Dans les jardins bourgeois, où on ne travaille pas comme nous, le fond de couche n’est jamais gras ; c’est un fumier plus ou moins sec, plus ou moins brûlé, qui ne serait bon qu’à faire un paillis, si on paillait dans les jardins bourgeois...

Nature des sols et leur utilisation

"Il n’y a que trois sortes de terre en culture maraîchère à Paris, que nous distinguons par les noms de terre forte, terre meuble et terre sableuse : la première est celle
dans laquelle l’argile domine , c’est la plus difficile à travailler ; la seconde est celle où l’argile et le sable sont dans les rapports les plus convenables pour former une terre facilement divisible ; la troisième est celle où le sable siliceux, surtout, entre avec
excès et détruit la cohésion nécessaire. Chacune de ces terres a ses avantages et ses inconvénients dans la culture maraîchère.

La première, par sa compacité, s’échauffe difficilement aux premières chaleurs du printemps, reste froide et tardive ; mais, dans l’été et l’automne, les gros légumes, tels que chou-pomme, chou-fleur, artichaut, cardon, etc., y poussent avec vigueur, si l’on a soin d’en biner souvent la surface, pour l’empêcher de se fendre et de se crevasser, ou de la couvrir d’une couche de paillis. Cette terre, conservant aisément sa fraîcheur, ne demande pas à être arrosée aussi fréquemment que les autres, et les engrais qu’on lui donne doivent être du fumier de cheval tout au plus à moitié consommé et du terreau qui a déjà servi.

La seconde sorte, la terre meuble, est la plus favorable à toute espèce de légumes ; elle ne craint guère la sécheresse ni l’humidité ; d’ailleurs on la préserve de la première par le paillis, dont l’usage est général dans la culture maraîchère, et
l’engrais qu’il lui faut est un fond de couche ou de terreau gras.

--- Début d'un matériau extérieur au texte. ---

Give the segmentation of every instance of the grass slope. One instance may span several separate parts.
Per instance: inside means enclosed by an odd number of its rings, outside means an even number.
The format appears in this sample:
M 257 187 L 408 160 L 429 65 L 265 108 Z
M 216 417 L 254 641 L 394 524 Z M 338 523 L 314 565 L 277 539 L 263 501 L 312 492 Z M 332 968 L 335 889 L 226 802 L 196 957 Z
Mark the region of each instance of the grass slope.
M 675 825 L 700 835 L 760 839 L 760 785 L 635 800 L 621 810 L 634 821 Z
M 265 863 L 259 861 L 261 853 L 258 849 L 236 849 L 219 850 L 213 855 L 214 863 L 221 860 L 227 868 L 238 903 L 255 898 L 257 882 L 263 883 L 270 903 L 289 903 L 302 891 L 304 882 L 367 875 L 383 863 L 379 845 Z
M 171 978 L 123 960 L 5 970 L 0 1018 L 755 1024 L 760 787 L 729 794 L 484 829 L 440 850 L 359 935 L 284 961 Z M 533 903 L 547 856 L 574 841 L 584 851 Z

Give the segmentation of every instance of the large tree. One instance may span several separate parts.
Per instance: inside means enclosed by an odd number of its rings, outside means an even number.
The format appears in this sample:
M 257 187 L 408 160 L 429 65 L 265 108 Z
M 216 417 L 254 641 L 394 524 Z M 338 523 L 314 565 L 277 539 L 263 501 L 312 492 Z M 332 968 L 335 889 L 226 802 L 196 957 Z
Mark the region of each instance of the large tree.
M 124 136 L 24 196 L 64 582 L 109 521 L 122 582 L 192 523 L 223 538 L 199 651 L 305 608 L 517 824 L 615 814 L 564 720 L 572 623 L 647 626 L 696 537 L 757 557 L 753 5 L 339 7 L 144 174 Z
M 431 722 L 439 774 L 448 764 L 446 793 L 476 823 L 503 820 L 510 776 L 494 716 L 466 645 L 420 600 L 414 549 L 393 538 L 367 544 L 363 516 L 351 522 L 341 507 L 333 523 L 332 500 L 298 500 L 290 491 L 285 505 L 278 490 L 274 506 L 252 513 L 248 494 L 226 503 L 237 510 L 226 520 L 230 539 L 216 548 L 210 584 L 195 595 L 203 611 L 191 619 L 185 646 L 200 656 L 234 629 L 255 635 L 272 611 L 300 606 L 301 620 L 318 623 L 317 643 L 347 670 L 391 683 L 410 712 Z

La troisième sorte, la terre sableuse ou qui manque de cohésion, s’échauffe aisément aux premières chaleurs du printemps ; la végétation s’y manifeste plus tôt que dans les autres terres, les récoltes printanières y sont plus précoces et de bonne qualité ; mais, dans l’été, la végétation y langui, parce-que cette sorte de terre s’échauffe et se dessèche trop ; ses produits deviennent coriaces et montent avant le temps. Une telle terre, quoi qu’elle soit des plus faciles à labourer et à dresser, est pourtant des plus coûteuses, étant cultivée en culture maraîchère, parce qu’après le printemps il faut la couvrir d’un paillis plus épais et lui donner des arrosements beaucoup plus nombreux, et que, quoi que l’on fasse, les légumes n’y viennent jamais
aussi forts ni aussi beaux que dans une terre plus consistante. L’engrais qui lui convient le mieux est le fumier de vache. C’est dans les années trop humides pour les autres terres que celle-ci donne le maximum de son produit.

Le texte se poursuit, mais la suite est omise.